Thanks Speedub for the info. Very helpful to us all.


----------



## Speedub.Nate (Dec 31, 2003)

Thanks, and just to clarify, I've experienced none of the errors other users have complained of.

The rather extreme drift errors, under-calculation of distance traveled, and the over-calc of Stopped Time all appear linked to very slow speed travel, i.e. hikers and geocachers traveling on foot.

Compared to my bike computer, my Vista HCx distances and riding time (vs. time stopped) have been close each and every ride.My tracks routinely show errors of up to a few dozen feet, usually much, much less, and always self-correct. I never have had an error in the 100'+ range hikers have complained of.


----------



## Valhalla (Mar 30, 2004)

Thanks for the heads up. I will try it today. The only issue I have experienced is distance calculation


----------



## bsieb (Aug 23, 2003)

I have had no freezing errors even while running the MOAGU maps since installing 2.70 firmware update.

Wonderful!


----------



## Ogre (Feb 17, 2005)

Do you know if this affects the Legend HCx also? Is there an easy way to tell which version of the firmware you are running?


----------



## Speedub.Nate (Dec 31, 2003)

This is hella old, but about one month ago, Garmin released v 2.8, fixing the following issues:

Fix 'Highway Page' shutdown issue with menu key operation. 
Correct power-on failure issue.

Here's a link to Garmin's web updater: http://www8.garmin.com/products/webupdater/

0gre, sorry bro I missed your post. There's a 2.8 update for the Legand HCx, as well.
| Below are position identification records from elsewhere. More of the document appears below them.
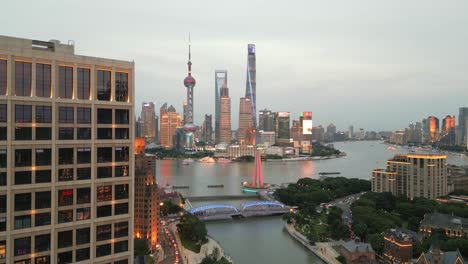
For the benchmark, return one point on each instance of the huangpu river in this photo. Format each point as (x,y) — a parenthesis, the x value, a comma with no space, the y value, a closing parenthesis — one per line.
(264,240)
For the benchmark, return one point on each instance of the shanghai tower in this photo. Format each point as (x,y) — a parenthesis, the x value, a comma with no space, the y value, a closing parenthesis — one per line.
(251,83)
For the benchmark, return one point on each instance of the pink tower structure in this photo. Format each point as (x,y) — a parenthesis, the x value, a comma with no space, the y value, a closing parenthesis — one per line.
(257,177)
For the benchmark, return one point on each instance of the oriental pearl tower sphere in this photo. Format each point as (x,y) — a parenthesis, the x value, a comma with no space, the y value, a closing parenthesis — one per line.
(189,83)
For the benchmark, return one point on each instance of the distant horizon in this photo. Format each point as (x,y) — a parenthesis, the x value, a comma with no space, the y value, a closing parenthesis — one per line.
(377,66)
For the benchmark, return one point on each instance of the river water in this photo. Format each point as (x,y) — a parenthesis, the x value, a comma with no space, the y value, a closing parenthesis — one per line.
(263,240)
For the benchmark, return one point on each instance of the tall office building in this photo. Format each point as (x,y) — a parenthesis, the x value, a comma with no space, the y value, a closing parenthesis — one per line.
(207,129)
(462,126)
(282,123)
(170,121)
(146,213)
(251,81)
(220,80)
(245,122)
(266,120)
(433,126)
(224,116)
(66,163)
(147,125)
(412,176)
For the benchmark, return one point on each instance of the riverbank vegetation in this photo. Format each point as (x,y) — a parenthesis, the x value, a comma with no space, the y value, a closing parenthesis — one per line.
(376,213)
(192,232)
(320,150)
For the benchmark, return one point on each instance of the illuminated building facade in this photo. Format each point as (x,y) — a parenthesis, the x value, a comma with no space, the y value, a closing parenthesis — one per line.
(251,81)
(417,175)
(245,121)
(220,80)
(147,121)
(66,129)
(225,116)
(170,121)
(146,213)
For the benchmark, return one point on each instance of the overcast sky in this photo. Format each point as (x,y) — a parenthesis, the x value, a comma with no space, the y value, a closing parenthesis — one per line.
(372,64)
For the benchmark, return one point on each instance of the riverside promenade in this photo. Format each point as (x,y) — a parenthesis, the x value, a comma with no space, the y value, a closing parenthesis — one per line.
(322,250)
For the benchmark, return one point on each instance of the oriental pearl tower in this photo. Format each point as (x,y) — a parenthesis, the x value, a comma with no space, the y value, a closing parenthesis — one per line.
(189,83)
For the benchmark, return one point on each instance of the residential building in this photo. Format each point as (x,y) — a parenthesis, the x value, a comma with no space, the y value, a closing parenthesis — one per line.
(66,130)
(146,213)
(417,175)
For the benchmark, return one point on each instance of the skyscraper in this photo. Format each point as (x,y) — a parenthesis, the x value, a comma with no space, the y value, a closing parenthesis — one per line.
(266,120)
(148,116)
(245,121)
(251,82)
(69,193)
(170,120)
(224,116)
(220,80)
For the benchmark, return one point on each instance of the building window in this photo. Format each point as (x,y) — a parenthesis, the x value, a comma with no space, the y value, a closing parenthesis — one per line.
(83,173)
(3,77)
(103,211)
(43,157)
(104,193)
(83,155)
(43,133)
(82,254)
(66,82)
(65,257)
(66,133)
(23,157)
(66,115)
(122,117)
(43,114)
(83,195)
(104,155)
(65,216)
(43,200)
(103,232)
(22,246)
(65,239)
(3,113)
(104,116)
(121,133)
(42,243)
(43,176)
(121,87)
(65,197)
(84,133)
(23,76)
(121,246)
(22,221)
(83,115)
(104,172)
(23,113)
(121,154)
(120,229)
(104,85)
(83,84)
(23,133)
(66,156)
(104,133)
(83,214)
(43,80)
(3,206)
(121,208)
(65,174)
(103,250)
(121,191)
(121,171)
(83,236)
(23,177)
(42,219)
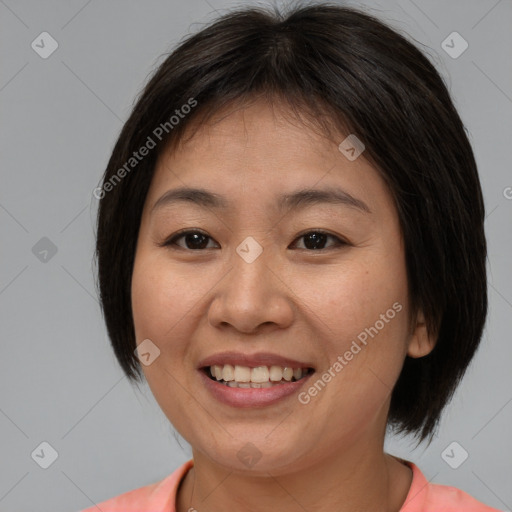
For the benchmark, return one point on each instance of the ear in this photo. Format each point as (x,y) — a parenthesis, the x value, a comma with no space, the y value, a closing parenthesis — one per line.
(421,342)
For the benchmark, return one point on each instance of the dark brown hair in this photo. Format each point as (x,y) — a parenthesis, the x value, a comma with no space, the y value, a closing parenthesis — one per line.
(336,66)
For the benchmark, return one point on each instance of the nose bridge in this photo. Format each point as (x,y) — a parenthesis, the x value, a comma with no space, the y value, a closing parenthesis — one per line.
(250,294)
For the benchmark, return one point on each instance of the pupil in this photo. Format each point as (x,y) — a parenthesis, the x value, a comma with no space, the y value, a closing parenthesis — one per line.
(195,237)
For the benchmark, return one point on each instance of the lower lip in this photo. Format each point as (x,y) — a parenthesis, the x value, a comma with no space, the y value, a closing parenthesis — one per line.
(251,397)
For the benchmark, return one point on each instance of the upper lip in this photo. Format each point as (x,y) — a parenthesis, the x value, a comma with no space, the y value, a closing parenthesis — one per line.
(252,360)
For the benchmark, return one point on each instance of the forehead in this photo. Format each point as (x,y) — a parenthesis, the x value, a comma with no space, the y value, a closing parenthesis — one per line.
(257,153)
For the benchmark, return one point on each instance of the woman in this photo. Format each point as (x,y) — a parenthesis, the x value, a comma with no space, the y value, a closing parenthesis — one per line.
(290,240)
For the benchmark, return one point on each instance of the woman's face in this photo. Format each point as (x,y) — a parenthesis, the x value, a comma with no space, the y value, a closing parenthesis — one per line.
(260,285)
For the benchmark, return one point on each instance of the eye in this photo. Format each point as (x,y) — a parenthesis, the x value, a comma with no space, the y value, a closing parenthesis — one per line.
(315,240)
(197,240)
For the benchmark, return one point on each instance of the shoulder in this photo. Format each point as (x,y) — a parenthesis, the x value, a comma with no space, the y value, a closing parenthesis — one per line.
(160,496)
(424,496)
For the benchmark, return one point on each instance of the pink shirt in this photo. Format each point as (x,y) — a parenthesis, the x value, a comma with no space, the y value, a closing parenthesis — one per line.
(423,496)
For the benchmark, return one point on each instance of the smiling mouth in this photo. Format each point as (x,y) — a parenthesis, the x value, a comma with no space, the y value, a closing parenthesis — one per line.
(255,377)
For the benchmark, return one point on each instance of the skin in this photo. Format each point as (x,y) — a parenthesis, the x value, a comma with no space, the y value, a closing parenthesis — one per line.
(192,303)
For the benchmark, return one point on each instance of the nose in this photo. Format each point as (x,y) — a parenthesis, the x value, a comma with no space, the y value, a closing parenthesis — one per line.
(252,294)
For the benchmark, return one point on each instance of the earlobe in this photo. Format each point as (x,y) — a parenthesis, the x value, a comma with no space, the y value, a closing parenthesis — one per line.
(421,343)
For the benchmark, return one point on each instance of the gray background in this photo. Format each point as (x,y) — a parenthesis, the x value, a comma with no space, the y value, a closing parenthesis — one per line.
(59,381)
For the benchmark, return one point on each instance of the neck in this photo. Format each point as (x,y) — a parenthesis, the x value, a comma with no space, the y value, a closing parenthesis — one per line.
(359,479)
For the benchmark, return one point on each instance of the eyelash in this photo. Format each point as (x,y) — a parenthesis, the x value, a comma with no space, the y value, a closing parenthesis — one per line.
(171,242)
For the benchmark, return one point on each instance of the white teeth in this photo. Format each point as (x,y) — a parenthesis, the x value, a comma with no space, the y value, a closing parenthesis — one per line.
(242,373)
(228,373)
(259,374)
(276,373)
(217,371)
(288,374)
(258,377)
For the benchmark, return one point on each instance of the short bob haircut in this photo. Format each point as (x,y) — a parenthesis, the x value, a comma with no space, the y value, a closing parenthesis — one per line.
(336,67)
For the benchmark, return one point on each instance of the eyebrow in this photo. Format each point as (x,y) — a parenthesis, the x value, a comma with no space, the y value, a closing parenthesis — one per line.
(293,201)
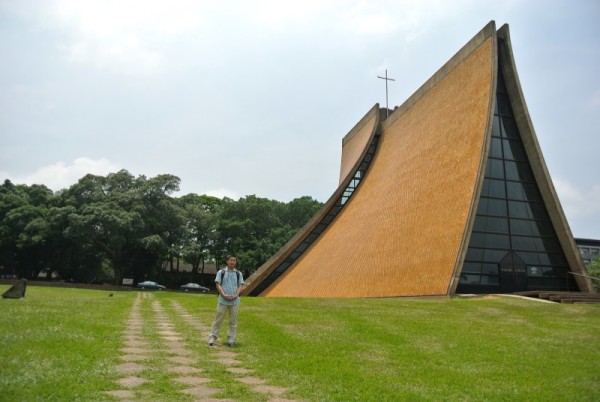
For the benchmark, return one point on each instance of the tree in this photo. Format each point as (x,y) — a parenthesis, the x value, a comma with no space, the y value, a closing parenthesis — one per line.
(200,214)
(131,221)
(25,241)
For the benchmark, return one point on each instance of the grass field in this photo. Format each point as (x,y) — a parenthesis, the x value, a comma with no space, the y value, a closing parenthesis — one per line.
(64,344)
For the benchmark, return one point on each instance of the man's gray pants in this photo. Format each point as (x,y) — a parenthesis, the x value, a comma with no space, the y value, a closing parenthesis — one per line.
(216,328)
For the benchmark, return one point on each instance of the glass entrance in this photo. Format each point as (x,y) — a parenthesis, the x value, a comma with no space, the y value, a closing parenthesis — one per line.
(513,274)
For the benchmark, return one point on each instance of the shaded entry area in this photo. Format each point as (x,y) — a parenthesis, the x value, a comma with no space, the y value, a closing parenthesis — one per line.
(513,273)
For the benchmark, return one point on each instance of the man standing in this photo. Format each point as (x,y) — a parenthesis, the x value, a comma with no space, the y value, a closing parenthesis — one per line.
(229,283)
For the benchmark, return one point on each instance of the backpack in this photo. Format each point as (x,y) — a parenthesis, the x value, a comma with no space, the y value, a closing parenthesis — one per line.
(223,270)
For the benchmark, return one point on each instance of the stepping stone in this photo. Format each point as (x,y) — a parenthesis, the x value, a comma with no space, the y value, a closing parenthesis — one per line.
(201,391)
(269,389)
(239,370)
(135,351)
(131,382)
(192,380)
(251,380)
(168,333)
(173,338)
(228,362)
(216,400)
(180,351)
(130,367)
(184,370)
(181,360)
(225,354)
(134,358)
(121,393)
(136,344)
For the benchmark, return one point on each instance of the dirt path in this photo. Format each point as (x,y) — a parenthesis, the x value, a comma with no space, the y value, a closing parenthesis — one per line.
(151,329)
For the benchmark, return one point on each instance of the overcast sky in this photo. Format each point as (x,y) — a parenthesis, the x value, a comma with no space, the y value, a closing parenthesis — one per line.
(254,97)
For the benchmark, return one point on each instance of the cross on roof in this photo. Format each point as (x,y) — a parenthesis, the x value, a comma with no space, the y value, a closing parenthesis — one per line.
(387,109)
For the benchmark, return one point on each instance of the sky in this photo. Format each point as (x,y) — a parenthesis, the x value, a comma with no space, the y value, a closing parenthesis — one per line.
(254,97)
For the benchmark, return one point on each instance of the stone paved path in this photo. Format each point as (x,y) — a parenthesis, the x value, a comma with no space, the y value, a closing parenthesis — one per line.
(156,349)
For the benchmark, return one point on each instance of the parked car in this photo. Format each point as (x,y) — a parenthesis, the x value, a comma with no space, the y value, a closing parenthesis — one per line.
(193,287)
(150,285)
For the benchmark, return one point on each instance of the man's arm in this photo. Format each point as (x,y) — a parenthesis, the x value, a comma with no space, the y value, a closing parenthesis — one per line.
(240,287)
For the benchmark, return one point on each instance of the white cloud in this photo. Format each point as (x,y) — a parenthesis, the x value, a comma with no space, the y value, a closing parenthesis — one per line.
(124,36)
(576,201)
(60,175)
(581,206)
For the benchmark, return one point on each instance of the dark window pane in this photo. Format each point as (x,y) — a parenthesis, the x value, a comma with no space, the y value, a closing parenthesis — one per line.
(503,104)
(493,188)
(470,279)
(531,192)
(473,267)
(498,225)
(509,128)
(530,258)
(474,254)
(515,191)
(489,280)
(493,256)
(518,210)
(523,227)
(522,191)
(538,212)
(513,150)
(543,228)
(556,259)
(496,148)
(494,169)
(488,268)
(489,240)
(524,243)
(490,206)
(496,130)
(549,245)
(477,240)
(518,171)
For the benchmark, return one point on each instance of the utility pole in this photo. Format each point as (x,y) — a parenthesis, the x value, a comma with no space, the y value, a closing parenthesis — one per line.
(387,108)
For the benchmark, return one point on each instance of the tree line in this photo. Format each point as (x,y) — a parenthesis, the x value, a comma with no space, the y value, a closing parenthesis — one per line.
(120,226)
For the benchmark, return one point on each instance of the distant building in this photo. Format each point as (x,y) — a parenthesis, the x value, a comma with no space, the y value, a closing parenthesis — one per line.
(589,249)
(448,194)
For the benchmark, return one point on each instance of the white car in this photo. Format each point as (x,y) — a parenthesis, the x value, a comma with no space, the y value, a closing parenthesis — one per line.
(193,287)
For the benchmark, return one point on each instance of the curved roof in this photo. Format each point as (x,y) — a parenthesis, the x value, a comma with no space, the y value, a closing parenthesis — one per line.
(400,221)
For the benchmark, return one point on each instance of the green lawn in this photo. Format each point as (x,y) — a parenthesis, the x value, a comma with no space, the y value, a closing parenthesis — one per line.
(63,344)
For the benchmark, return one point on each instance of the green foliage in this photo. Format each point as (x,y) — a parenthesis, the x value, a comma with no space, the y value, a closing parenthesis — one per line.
(66,344)
(134,226)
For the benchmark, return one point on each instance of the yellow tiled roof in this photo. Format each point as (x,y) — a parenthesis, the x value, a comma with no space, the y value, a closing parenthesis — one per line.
(401,232)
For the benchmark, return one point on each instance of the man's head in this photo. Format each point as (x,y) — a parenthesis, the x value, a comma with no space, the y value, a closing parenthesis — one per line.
(231,261)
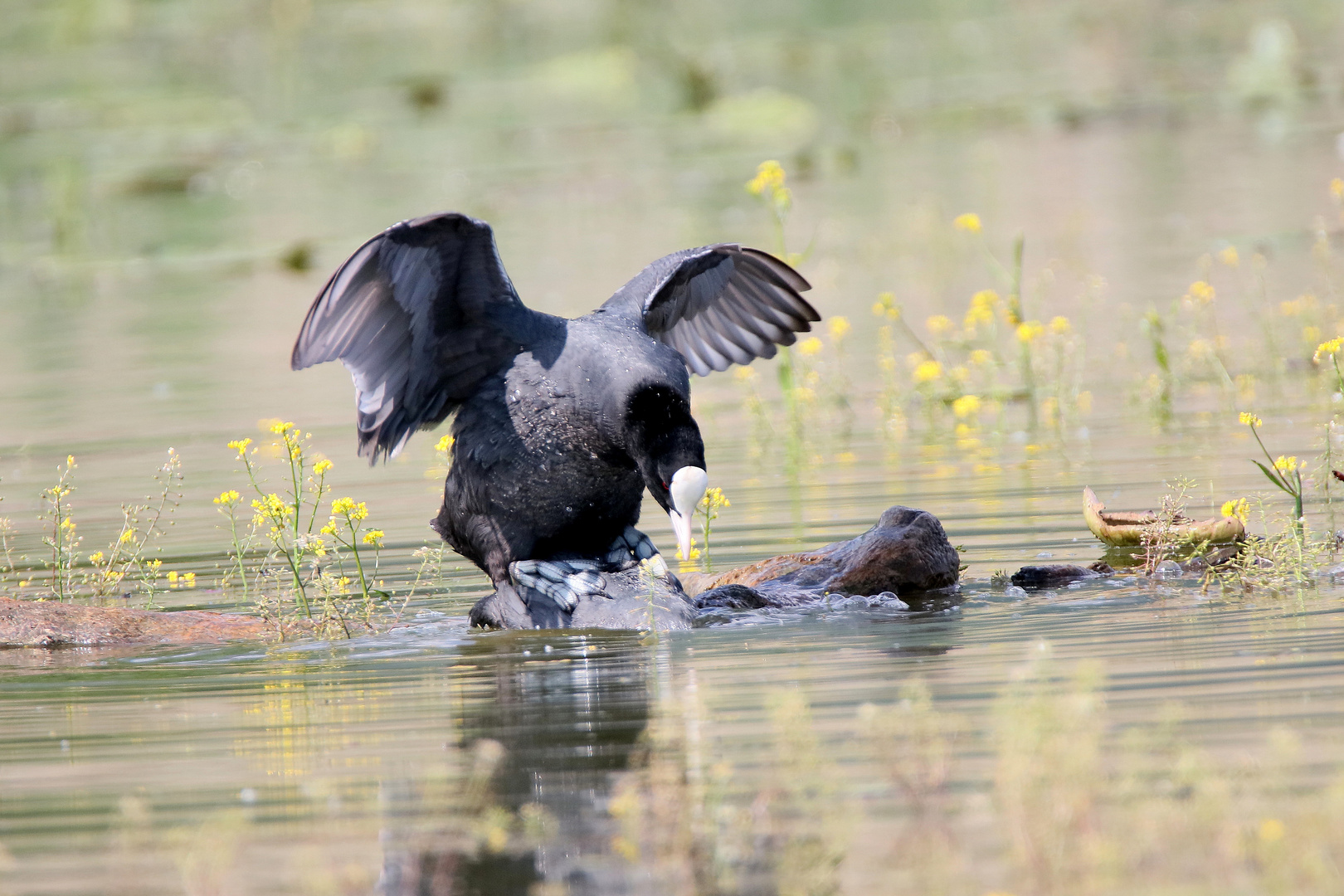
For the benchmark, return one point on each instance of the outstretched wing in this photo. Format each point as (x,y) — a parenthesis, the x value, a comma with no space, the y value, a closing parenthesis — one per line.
(418,316)
(719,305)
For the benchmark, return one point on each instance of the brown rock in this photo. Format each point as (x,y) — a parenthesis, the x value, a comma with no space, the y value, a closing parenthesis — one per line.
(1057,575)
(46,624)
(906,553)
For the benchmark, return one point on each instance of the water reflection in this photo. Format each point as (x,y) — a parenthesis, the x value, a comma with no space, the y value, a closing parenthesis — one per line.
(548,722)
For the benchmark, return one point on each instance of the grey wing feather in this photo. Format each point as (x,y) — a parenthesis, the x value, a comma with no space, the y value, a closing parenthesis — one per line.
(420,316)
(719,305)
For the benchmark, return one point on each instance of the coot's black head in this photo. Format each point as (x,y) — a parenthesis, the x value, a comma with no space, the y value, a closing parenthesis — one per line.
(665,445)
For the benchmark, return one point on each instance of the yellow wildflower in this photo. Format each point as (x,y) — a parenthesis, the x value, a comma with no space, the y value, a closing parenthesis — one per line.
(272,507)
(940,325)
(1237,508)
(1030,331)
(350,508)
(1200,292)
(714,499)
(1327,349)
(928,371)
(695,553)
(968,222)
(769,176)
(886,306)
(1272,830)
(967,406)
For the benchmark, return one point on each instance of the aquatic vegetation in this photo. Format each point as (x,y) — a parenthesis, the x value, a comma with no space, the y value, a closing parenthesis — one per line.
(709,509)
(101,574)
(321,592)
(1283,472)
(62,538)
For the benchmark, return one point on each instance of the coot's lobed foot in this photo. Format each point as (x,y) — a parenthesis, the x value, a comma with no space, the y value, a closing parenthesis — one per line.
(565,582)
(628,550)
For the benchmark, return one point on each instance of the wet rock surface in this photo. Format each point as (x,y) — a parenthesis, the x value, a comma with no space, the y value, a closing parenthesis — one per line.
(633,601)
(908,553)
(46,624)
(1057,575)
(905,553)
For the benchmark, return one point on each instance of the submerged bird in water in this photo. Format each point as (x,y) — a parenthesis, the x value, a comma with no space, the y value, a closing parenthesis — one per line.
(559,423)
Not sure if it's the same file, but their web updater will take care of you.


----------



## Valhalla (Mar 30, 2004)

So what is the m2 chipset? Does anyone know how it compares to the others gamin is using?


----------



## Speedub.Nate (Dec 31, 2003)

It's probably best to judge the Vista HCx on its performance compared to other receivers you're considering. Whether it's an MTK or Bravo or whatever other name they're giving to the chipset in the Vista HCx, the attributes of the unit are pretty well established: high enough sensitivity to where it can plot a position even if under tree cover or inside some buildings, but not as accurate as more expensive units, nor as stable (many reports of drift).

All-in-all, most of the complaints come from some hikers and geocachers moving at slower speeds. Not too many complaints from cyclists. The tried-and-true 60CSx seems to be the more accurate unit with similar features but at an increase in price and size.


----------